Dell has finally acknowledged an ongoing fraud to arstechnica. They also published this on 10/2/15, on their website. They could have sent an email but that’s the kicker: Your support history anywhere has your email as well.

So…if support has to contact you, just how are they going to do it? Also, when will they find the spyware on their system?

I also wonder, is Dell the only company which has been compromised this way? Since the actual compromise is at this point unknown, theoretically any company with a support dep’t.

Yet another case of “timely notification” to customers.

Sources:

http://arstechnica.com/security/2016/01/latest-tech-support-scam-stokes-concerns-dell-customer-data-was-breached/

http://en.community.dell.com/dell-blogs/direct2dell/b/direct2dell/archive/2015/10/02/watch-out-for-tech-support-phone-scams

http://en.community.dell.com/support-forums/customercare/f/4674/p/19592122/20658023#20658023

http://www.idtheftcenter.org/Current-Scam-Alerts/dell-computer-service.html


Comments
on May 24, 2016

Could be an outsourced subcontractor two timing them.
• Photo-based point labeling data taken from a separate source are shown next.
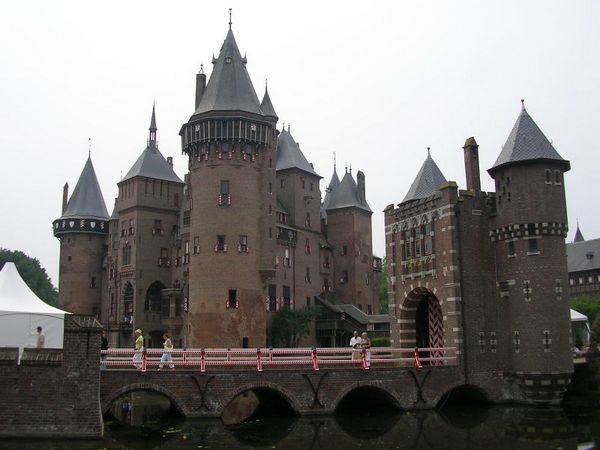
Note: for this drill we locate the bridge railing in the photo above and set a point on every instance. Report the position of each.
(277, 358)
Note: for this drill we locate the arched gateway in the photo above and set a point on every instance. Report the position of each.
(422, 322)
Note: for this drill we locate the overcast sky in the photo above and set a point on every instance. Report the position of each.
(375, 82)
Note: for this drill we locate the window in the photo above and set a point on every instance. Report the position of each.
(527, 290)
(232, 301)
(287, 298)
(243, 245)
(533, 247)
(157, 230)
(221, 246)
(224, 196)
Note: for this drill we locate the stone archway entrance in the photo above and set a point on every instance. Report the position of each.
(422, 322)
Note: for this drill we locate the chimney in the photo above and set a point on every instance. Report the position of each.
(472, 165)
(200, 86)
(360, 181)
(65, 197)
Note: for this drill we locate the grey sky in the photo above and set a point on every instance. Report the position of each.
(376, 82)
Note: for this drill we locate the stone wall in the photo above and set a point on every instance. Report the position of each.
(53, 392)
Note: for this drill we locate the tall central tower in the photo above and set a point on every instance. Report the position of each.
(228, 220)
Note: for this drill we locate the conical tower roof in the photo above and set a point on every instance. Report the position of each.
(289, 155)
(266, 106)
(334, 183)
(345, 195)
(87, 201)
(151, 163)
(427, 182)
(229, 87)
(578, 235)
(526, 142)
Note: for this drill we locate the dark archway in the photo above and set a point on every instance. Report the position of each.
(153, 299)
(423, 324)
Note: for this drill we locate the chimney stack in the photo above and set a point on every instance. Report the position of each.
(472, 165)
(360, 181)
(65, 197)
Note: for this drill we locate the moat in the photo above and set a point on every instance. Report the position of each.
(142, 421)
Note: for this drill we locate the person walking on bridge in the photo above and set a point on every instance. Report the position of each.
(139, 348)
(168, 348)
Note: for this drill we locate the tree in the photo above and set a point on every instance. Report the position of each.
(384, 307)
(289, 326)
(32, 273)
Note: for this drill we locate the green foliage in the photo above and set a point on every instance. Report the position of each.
(289, 326)
(380, 341)
(382, 289)
(587, 305)
(32, 273)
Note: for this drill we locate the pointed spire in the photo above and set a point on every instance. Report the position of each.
(266, 105)
(229, 87)
(526, 142)
(152, 135)
(578, 234)
(427, 182)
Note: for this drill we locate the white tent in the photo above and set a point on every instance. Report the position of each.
(580, 328)
(21, 312)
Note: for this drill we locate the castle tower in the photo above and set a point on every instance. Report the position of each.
(349, 231)
(529, 233)
(143, 228)
(82, 230)
(230, 141)
(298, 275)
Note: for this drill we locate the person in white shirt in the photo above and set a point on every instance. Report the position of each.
(356, 344)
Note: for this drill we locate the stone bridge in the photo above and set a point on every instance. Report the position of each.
(306, 392)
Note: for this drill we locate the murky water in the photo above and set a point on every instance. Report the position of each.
(143, 421)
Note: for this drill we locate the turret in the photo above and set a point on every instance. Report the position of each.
(82, 230)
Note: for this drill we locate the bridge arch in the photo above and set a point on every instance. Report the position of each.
(467, 391)
(148, 387)
(390, 396)
(268, 386)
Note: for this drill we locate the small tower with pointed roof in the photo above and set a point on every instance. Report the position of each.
(146, 211)
(528, 232)
(82, 230)
(230, 141)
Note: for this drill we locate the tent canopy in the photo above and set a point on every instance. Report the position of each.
(21, 312)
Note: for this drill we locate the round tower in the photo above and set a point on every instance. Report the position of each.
(529, 232)
(230, 202)
(82, 230)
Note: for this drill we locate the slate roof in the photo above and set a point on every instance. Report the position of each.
(335, 182)
(267, 106)
(583, 255)
(289, 155)
(151, 163)
(229, 87)
(346, 195)
(86, 200)
(427, 182)
(526, 142)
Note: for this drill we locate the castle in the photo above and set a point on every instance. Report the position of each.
(487, 272)
(211, 257)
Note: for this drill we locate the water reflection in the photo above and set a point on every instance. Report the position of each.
(148, 422)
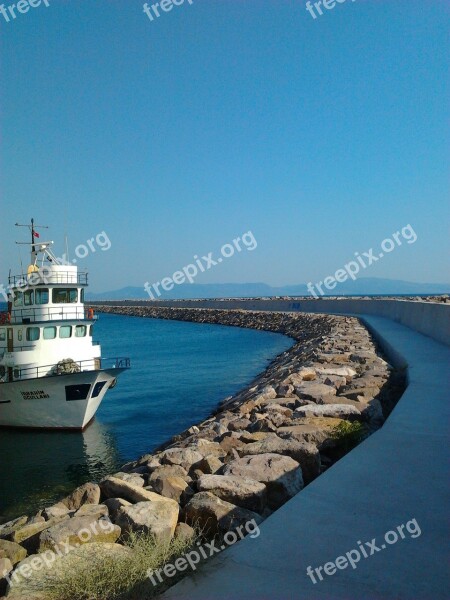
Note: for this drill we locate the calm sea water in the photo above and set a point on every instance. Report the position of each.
(180, 371)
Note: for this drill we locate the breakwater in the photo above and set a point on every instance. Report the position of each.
(261, 447)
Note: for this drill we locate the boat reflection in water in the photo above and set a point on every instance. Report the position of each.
(47, 465)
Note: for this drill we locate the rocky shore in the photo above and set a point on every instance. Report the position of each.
(313, 403)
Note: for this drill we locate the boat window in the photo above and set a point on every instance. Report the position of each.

It wouldn't be the first time (I think the same thing happened with Symantec a while back).

on May 24, 2016

When people like that call me, they don't get time to talk to me, as soon as I hear a foreign accent and them saying they are calling about my personal computer, be it a male or female person, I tell them to shove it up their ass and just hang up.

on May 24, 2016


Could be an outsourced subcontractor two timing them. It wouldn't be the first time (I think the same thing happened with Symantec a while back).

Thought Symantec's hack happened around they were working with the Indian Army and had to reveal code...there was a suspicion that their breach happened due to that, I think. Not sure. Anyway, they rewrote their code afterwards.

on May 25, 2016

LightStar

When people like that call me, they don't get time to talk to me, as soon as I hear a foreign accent and them saying they are calling about my personal computer, be it a male or female person, I tell them to shove it up their ass and just hang up.

I do similarly!  However, I do ask who they represent, just in case it is somebody I do need to hear from.  Once I ascertain it is a telemarketer or a scammer, etc, I just say that I'm not interested and hang up.  Being rude to these people can result in incessant nuisance and threatening calls, as did happen to me when the same telemarketer rang me several times over a week and I told her to eff off..  After that she rang multiple times at all hours of the day and night with threats and plain nasty language.  I did report it and have my number changed... turns out she was at an Indian call centre so the Australian authorities passed it on to the Indian authorities to deal with, given the serious nature of the threats and having contacts here in Australia. I was later informed that she wouldn't bother me again and that she in fact had been jailed for 5 years for telecommunication offences.

So no, it pays not to be rude to 'unknown' people over the phone... the consequences, as I unwittingly discovered, can be horrendous.